What is the Alaska Division of Public Health doing to prevent infant deaths?

  • The Section of Women’s, Children’s and Family Health (WCFH) coordinated the Alaska Infant Safe Sleep Task Force since 2009.  The objectives of this task force are to develop and promote:
    • A clear relevant message about risk and protective factors
    • Professional and public education materials
    • Integration of the message across health care and child care systems in Alaska
  • Starting in summer 2014, the Section of WCFH has coordinated the Alaska team that is participating in the Maternal Child Health Bureau-sponsored Collaborative for Improvement and Innovation Network (CoIIN) to Reduce Infant Mortality.  Coordinated by the National Institute for Children’s Health Quality (NICH) and the Association of Maternal Child Health Programs (AMCHP), this multiyear national initiative engages federal, state, and local leaders, public and private agencies, professionals and communities to employ quality improvement, innovation and collaborative learning to reduce infant mortality and improve birth outcomes.
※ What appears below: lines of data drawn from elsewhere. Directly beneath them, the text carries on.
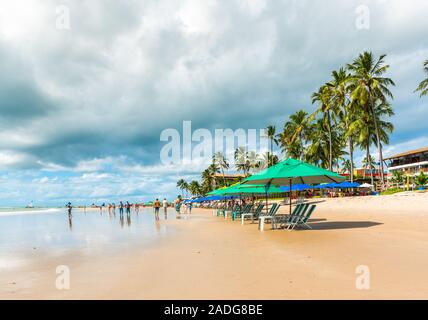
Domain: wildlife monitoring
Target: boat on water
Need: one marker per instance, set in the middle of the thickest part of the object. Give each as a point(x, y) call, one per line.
point(30, 205)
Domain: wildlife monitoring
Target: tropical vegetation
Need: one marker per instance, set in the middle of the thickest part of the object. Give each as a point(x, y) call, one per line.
point(352, 111)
Phase 1 of the project targets five areas: 1) promoting safe sleep practices for infants; 2) eliminating early elective deliveries; 3) encouraging smoking cessation in parents; 4) helping hospitals adhere to standards of perinatal practice; 5) improving access to care to mothers before and between pregnancies.
  • Other programs within the Section of WCFH support newborn metabolic screening, increasing birth defects and folic acid awareness, breastfeeding education, promoting on-time immunizations and well child visits, research into specific potential contributors to infant mortality such as certain metabolic conditions, and integrating preconception health messages into existing public health programs.
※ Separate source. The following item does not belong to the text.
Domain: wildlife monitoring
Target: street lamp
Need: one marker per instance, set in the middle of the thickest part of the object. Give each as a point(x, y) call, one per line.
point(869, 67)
  • The Alaska Maternal Infant Mortality and Child Death Review (MIMR-CDR) Committee is a is a group of physicians, nurses, and other health professionals who meet regularly to review the circumstances of every infant and child death in the state to determine whether it could have been prevented and what needs to be done to prevent future similar deaths.
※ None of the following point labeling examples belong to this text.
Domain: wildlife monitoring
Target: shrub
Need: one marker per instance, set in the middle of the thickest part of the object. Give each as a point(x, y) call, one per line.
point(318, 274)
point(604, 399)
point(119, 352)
  • The Alaska Surveillance of Child Abuse and Neglect (Alaska SCAN) program works with the Children’s Justice Act Task Force and the Office of Children’s Services to identify risk factors and markers for child abuse and to develop and evaluate programs to prevent child maltreatment.
  • The Alaska Pregnancy Risk Assessment Monitoring System (PRAMS) is a population-based survey of mothers of newborns that asks questions about experiences surrounding the pregnancy period.  These data provide information useful to infant mortality reduction efforts in the state.
  • The Office of the State Medical Examiner (SME) investigates and autopsies many unexpected or traumatic deaths, including all unexpected out of hospital infant deaths.  In recent years, the SME pathologists and investigators have promoted the use of the standardized death scene investigation form for all infant deaths.  The SME also coordinates the Child Fatality Review Team (CFRT) which is mandated by state law.  This team brings together investigators, legal counsel, staff from the Office of Children’s Services, and medical experts to review child deaths soon after they occur and assist the SME with classifying the manner of death and whether any other children in the home may need help or protection. 
  • Injury prevention programs run by the Alaska Division of Public Health through the Section of Chronic Disease Prevention and Health Promotion include the child passenger safety program, Kids Don’t Float, and the Alaska Reflector Program.
  • The Alaska Immunization Program in the Section of Epidemiology provides vaccines, an immunization information system to maintain consolidated immunization records for Alaskans of all ages, and immunization education and training to health care providers, schools, and the general public.  The program also coordinates surveillance and control efforts for vaccine preventable diseases and supports efforts to increase vaccinations for all Alaskans.